Dave talks about using .htaccess to block referrer spam.

Posted by Les on Monday, July 26, 2004 at 10:34 AM. Read 1303 times. Tags: ,
{name} pic

Dave over at Dave’s Chalkboard has a whole category on referrer spamming and how to put an end to it using .htaccess. Dave uses ExpressionEngine, much as we do here, and EE has a built-in referrer spam blacklist so I was curious why he’d go through the trouble of using .htaccess instead. Turns out there’s a good reason: Bandwidth.

EE’s blacklist works pretty well at blocking sites from showing up in the referrer list that EE maintains itself, but it doesn’t stop it from showing up in any other tracking services you might use nor does it stop the bandwidth from being used when you’re hit constantly by these assholes.

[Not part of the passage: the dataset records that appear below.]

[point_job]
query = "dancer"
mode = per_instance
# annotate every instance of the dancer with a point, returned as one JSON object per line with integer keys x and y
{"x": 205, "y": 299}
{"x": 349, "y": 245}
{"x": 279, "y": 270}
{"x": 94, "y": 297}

Dave estimates that the referrer spam attempts were eating up about around 3.6GB to 7GB of bandwidth a month, which isn’t a big deal when you have 50GB of bandwidth to play with, but for a site like SEB which has a mere 19GB a month that bandwidth lost to referrer spamming can quickly add up. So I’m thinking of following Dave’s lead and see if I can’t figure out how to massage my .htaccess file a bit and cut back on some of the wasted bandwidth. It’ll probably be a little trickier for me considering that I have two domains to protect, but I’ll let you know how it goes.

Update: After studying Dave’s .htaccess file and reading up on regular expressions I’ve gone ahead and implemented my own attempt at referrer spam blocking. Dave had a pretty good sized file full of URLs, but I wanted to make it as simple as possible. So rather than using full URLs I’ve put together one that makes use of pattern matching to filter out most of the crap that comes along. There’s a few sites that managed to keep their domain names free of the popular keywords so I had to add in lines just for them, but overall I think this is going to catch a lot of it with a minimal amount of work.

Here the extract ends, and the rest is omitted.